The Federal Trade Commission (FTC) has sued Intel Corp. for abusing its market position to build a monopoly and repress competition. The Wall Street Journal reports:
The administrative complaint says Intel used exclusive and restrictive deals with the world’s largest computer manufacturers, including Dell Inc., Hewlett-Packard Co., and IBM Corp., to coerce them not to buy rival computer central-processing-unit chips. Intel, based in Santa Clara, Calif., also used this practice to prevent computer makers from marketing machines with non-Intel computer chips, the FTC says.
The commission also alleges that Intel secretly redesigned key software, known as a compiler, that deliberately stunted the performance of competitors’ CPU chips. The FTC also accuses Intel of trying to restrict competition in graphics-processing-unit chips, such as those made by Nvidia Corp. Nvidia, also based in Santa Clara, applauded the FTC’s action.

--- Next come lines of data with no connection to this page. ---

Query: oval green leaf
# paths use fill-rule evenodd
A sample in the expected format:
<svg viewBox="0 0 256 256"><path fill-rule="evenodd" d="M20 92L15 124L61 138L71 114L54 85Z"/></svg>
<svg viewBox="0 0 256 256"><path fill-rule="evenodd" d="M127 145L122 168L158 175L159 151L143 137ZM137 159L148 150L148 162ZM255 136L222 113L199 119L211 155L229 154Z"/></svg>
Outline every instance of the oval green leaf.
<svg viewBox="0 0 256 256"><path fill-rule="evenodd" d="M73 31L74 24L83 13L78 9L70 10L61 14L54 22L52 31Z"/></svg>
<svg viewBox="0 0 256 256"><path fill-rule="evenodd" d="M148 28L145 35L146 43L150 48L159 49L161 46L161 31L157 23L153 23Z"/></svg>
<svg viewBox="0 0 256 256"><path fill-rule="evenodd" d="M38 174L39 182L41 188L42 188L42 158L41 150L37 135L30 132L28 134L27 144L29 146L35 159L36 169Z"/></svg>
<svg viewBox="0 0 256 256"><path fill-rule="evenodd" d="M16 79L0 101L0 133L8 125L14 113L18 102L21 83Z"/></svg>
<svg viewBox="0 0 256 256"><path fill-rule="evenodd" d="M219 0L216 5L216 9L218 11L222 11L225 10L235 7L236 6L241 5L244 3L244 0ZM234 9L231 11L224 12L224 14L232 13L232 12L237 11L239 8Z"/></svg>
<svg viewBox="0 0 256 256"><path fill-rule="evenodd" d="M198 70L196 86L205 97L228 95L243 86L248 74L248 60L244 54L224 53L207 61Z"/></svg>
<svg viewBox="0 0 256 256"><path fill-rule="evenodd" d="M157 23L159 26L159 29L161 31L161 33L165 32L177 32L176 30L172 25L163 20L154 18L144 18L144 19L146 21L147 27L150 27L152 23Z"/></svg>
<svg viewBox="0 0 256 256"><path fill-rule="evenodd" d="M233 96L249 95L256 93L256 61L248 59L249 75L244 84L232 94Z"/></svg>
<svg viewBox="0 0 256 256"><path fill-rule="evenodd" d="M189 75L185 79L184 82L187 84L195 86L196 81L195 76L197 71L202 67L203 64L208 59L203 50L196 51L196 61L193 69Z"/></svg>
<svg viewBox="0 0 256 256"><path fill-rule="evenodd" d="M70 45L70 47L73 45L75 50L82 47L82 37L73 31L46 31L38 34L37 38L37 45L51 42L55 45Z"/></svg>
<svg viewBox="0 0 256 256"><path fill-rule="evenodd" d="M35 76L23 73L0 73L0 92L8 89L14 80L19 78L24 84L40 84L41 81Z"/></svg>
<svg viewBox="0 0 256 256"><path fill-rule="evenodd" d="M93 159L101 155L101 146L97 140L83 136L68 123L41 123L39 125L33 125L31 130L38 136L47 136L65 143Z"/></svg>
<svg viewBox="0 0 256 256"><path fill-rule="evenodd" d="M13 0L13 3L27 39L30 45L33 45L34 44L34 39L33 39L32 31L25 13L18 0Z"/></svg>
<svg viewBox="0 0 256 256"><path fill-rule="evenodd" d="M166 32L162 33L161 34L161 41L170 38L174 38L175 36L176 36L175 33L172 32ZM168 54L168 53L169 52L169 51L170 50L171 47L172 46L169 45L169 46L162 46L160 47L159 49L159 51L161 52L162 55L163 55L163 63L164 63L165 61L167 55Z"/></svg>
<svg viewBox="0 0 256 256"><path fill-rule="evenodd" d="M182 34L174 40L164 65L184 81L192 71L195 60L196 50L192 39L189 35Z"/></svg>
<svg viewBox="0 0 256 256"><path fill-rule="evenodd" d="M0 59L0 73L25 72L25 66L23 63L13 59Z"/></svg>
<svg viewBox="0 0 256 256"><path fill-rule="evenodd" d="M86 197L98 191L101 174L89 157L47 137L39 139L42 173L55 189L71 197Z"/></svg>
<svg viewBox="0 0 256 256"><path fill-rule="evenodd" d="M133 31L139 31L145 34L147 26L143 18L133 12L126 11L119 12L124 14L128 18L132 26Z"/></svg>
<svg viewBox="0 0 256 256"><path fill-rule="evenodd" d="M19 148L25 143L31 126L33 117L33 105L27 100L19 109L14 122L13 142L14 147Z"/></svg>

The complaint doesn’t seek monetary damages.
Richard A. Feinstein, director of the FTC’s bureau of competition called Intel’s actions “exclusionary and detrimental to consumers.” He said at a news conference that he expects the case to go before an administrative law judge in September and concluded by the end of next year.
The FTC said it is seeking an order that would prevent Intel from using threats, bundled prices, or other offers to encourage exclusive deals, hamper competition, or unfairly manipulate the prices of its CPU or GPU chips.
In a statement released today, Intel said that the FTC had not investigated the charges, some of which were added last minute.
The FTC charges come months after the EU went after Intel.